Thanks. I'm a total noob too, so that should kill any requirements of needing experience.
I took zero photographs. Instead of hitting the shutter, i clicked the video button instead.
The next thing is I used a very special manual lens that gives a unique cinematic look. Most cameras look very digital, like out of some camcorder home video. Really nice manual lenses give a much better look. For the Canon 650D, I would say bright primes are best 50mm 1.4 etc, but i'm sure a quick google search can give you interesting options. For the really unique look, you'll probably need and adapter so you can use old school prime lenses.
one thing I majorly screwd up was setting the shutter speed to automatic. It needs to be set either to 1/30th or 1/60th to match the 60hz light frequent used in light bulbs in America. In Europe you would use 1/50th or any divisible of that. Setting this incorrectly causes the light flicker you see.
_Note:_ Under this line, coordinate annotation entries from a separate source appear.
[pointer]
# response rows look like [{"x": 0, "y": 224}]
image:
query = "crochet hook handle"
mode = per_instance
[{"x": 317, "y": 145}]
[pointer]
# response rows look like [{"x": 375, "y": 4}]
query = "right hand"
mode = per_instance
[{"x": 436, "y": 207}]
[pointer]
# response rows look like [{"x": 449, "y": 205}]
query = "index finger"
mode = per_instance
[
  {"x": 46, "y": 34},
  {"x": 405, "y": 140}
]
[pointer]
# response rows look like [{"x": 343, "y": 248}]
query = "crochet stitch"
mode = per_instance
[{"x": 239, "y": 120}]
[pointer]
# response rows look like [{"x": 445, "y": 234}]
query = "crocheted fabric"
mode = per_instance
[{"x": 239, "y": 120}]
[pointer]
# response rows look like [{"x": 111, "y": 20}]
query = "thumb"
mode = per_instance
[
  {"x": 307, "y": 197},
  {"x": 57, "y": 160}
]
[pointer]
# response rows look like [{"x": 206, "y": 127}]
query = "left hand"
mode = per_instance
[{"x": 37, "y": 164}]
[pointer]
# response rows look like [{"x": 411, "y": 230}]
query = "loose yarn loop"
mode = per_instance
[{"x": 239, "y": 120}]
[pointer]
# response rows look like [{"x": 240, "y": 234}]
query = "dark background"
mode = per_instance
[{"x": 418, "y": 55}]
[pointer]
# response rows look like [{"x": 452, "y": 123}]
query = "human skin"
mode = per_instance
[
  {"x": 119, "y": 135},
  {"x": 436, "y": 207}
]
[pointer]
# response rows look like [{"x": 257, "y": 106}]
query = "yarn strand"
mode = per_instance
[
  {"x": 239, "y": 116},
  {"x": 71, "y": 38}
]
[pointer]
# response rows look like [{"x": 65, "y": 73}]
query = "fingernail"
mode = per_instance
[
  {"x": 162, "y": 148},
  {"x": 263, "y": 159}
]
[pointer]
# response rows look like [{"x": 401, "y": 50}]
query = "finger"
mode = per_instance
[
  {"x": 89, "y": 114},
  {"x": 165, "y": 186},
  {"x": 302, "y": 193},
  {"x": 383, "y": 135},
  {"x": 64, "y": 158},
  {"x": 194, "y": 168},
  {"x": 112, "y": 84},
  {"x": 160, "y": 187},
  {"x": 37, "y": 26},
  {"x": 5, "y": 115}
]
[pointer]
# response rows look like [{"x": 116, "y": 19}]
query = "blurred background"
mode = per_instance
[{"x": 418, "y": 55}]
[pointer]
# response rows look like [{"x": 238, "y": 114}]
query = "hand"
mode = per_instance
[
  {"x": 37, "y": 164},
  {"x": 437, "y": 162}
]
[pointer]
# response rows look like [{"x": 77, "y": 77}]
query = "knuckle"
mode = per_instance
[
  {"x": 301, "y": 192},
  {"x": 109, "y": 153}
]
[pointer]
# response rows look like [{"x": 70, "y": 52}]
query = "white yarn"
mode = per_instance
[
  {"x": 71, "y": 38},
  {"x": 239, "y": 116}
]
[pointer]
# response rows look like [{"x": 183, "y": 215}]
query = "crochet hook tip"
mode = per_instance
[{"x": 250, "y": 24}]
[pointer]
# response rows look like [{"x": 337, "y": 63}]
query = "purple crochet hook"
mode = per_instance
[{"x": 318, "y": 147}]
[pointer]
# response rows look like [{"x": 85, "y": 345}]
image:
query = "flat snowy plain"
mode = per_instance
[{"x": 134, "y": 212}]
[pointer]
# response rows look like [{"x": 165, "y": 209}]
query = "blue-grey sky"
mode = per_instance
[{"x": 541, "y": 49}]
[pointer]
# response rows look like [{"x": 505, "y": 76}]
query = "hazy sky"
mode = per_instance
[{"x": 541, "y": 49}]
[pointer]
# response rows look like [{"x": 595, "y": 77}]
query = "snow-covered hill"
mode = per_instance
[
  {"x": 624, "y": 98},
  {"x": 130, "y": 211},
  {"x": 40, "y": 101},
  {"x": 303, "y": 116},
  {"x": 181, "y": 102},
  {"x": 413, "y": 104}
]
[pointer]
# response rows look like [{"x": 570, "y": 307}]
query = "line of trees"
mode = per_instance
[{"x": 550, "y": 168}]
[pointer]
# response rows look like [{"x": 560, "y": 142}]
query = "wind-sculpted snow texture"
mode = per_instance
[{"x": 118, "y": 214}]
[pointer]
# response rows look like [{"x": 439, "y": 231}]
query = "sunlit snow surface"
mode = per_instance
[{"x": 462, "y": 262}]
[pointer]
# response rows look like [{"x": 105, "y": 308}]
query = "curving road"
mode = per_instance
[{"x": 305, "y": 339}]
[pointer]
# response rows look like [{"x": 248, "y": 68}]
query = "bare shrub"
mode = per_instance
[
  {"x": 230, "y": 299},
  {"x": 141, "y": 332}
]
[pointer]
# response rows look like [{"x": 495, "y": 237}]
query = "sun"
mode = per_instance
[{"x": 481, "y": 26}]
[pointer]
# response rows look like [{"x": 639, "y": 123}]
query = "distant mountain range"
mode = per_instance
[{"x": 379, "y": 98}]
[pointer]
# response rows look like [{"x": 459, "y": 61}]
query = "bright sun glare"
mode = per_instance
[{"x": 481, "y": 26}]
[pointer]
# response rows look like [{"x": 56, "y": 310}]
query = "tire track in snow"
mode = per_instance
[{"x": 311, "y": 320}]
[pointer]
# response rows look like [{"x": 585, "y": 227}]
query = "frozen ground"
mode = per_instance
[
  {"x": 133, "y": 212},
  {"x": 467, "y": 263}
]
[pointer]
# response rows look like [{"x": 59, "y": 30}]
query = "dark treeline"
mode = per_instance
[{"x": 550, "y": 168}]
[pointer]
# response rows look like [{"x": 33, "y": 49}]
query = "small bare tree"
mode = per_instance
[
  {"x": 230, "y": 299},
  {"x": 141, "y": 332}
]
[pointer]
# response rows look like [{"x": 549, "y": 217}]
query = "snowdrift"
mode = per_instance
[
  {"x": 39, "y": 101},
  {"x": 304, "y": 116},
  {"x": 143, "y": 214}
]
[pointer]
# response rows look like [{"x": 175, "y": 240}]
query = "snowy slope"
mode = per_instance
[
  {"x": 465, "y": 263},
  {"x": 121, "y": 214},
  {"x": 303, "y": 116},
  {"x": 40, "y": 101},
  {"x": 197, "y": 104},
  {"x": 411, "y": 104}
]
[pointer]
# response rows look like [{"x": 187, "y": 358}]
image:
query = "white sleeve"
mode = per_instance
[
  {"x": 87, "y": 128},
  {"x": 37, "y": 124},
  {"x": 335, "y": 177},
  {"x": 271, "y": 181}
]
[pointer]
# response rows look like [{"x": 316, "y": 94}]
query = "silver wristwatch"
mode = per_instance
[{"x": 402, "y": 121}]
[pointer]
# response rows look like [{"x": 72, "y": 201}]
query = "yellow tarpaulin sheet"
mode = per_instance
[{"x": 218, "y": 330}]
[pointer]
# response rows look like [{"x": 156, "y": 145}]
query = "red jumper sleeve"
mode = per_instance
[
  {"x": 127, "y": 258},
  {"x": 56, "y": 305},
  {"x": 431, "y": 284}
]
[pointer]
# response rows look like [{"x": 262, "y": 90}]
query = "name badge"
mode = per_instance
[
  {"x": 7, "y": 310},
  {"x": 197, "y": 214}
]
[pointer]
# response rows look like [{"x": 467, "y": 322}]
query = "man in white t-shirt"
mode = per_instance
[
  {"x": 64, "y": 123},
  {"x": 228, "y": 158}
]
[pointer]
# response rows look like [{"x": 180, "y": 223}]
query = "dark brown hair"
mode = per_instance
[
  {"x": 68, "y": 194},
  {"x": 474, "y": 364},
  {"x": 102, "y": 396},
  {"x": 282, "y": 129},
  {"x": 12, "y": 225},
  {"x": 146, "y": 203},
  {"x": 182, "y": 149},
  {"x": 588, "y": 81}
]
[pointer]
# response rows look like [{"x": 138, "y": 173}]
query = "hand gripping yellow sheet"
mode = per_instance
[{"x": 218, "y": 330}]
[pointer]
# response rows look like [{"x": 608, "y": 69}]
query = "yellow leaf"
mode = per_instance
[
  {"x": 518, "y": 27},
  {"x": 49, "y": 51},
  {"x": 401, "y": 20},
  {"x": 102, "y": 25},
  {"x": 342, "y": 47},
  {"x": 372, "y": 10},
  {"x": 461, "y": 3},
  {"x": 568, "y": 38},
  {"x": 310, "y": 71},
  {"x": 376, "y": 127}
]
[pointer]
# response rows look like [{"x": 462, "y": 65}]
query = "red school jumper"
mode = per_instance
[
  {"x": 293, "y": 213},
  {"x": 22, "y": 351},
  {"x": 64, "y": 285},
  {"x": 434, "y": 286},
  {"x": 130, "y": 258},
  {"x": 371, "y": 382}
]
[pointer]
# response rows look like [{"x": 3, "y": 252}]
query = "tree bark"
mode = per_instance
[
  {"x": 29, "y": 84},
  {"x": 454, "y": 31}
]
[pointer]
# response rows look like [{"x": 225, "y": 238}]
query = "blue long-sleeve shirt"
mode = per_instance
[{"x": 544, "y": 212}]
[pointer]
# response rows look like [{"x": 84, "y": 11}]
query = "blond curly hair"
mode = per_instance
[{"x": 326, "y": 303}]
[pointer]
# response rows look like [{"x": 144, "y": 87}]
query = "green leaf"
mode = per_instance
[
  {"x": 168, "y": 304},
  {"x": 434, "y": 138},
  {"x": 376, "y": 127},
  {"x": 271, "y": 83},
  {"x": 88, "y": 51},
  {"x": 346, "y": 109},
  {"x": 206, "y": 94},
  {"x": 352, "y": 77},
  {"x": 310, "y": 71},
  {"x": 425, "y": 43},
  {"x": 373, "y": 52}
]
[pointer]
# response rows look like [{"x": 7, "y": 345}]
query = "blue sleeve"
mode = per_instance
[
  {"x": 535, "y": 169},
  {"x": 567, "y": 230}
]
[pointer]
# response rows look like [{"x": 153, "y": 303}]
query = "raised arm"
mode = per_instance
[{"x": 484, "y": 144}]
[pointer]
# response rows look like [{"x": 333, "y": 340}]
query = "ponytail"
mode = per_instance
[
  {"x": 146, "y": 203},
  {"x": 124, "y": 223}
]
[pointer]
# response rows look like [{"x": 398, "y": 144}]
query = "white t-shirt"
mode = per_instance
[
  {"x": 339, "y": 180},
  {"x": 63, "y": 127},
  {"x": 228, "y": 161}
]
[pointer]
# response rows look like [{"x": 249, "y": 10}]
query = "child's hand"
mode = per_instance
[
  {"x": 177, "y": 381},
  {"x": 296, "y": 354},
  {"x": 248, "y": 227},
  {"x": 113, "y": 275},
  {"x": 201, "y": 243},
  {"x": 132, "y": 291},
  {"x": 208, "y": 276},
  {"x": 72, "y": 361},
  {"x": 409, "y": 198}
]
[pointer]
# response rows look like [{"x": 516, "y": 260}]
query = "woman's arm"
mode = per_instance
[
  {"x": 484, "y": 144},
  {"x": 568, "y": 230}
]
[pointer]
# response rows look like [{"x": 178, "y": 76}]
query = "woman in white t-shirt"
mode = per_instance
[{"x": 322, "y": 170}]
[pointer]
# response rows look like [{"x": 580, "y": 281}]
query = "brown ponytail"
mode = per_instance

Also picking the right music helps a ton. Sound is 90% off the feel of a video. Then you simply put the clips together in a way that seems to fit the music. Mine is chronological, but I rearranged a few things when it was apparent it would fit the music much better.
For the editor, I use FCP X on the Mac, it's great. You can do alot for the time/energy. Learning curve isn't as harsh.
I'm thinking about doing some local gigs to build my portfolio. Video work is a nice blend of artistic and technical skill which seems to suit me.